Can supermarket banking brands survive?
It seems that Sainsbury’s is the latest grocer to withdraw from the banking sector. Beginning its foray into financial services back in 1997, and after amassing over 1 million customer accounts in the 27 years since, Sainsbury’s is now set to transfer its banking arm to NatWest.
It’s not the only supermarket in recent months to announce it would be backing out of banking. Tesco, too, has sold its financial services business to Barclays. What explains the change of heart?
Why couldn’t a brand like Sainsbury’s, who have millions of people visiting its stores and website everyday, make banking a success?
A good place to start is to understand what the Sainsbury’s brand stands for in people’s minds. Looking at WPP’s proprietary source of consumer data, Brand Asset Valuator, Sainsbury’s has some associations that are likely to be relevant to people when choosing a financial services provider, including: socially responsible, cares for customer, straightforward, trustworthy, and reliable.
When it comes to comparison with the traditional retail banks, Sainsbury’s is pretty much on par. However, from a brand point-of-view, level pegging isn’t enough to drive people to open an account.
Things get more interesting when Sainsbury’s is compared to the category’s disruptors like Monzo (over 9 million customers), Revolut (35 million customers) and Starling (nearly 4 million customers). The associations that people have with these brands are different to both Sainsbury’s and their traditional retail rivals.

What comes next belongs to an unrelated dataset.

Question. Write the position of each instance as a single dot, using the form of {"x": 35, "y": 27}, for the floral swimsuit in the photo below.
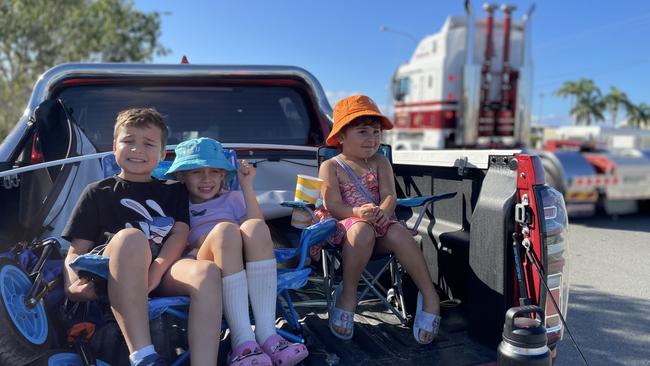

Powering the success of these providers have been perceptions of being up to date, progressive, dynamic, energetic, visionary, and innovative. Of course, to be credible and have a lasting impact, these associations have to be grounded in the product experience these brands offer. But the neo banks have been able to differentiate in this way, and this has been one reason they’ve been able to drive people to open accounts, helping them steal share from the traditional retail banks.
It’s these differentiating associations that are increasingly compelling to consumers in the category, and the associations that Sainsbury’s failed to build around its own bank brand.
Perhaps this is at the heart of the brand challenge both Sainsbury’s and Tesco have faced. The associations that are needed to be successful grocery brands are different to the associations that are needed to be a successful banking brand.
For these brands to win in financial services, they needed stronger sub-brands with associations that more strongly pulled them apart from their parent-brand and more strongly differentiated from the traditional retail brands.
But doing this is expensive. At the same time, the parent brand, along with all its baggage and its ad spend, is always in danger of crowding out the sub-brand and eroding its differentiated meaning. What should be a strength, turns out to be a curse.
It’s not impossible to envision a world where we see supermarkets taking meaningful strides into the financial services sector at some point in the future. But lessons from mission 1.0 should not be forgotten hastily. Asking what the brand stands for is an imperative step because just standing out, doesn’t mean you’ll cash in.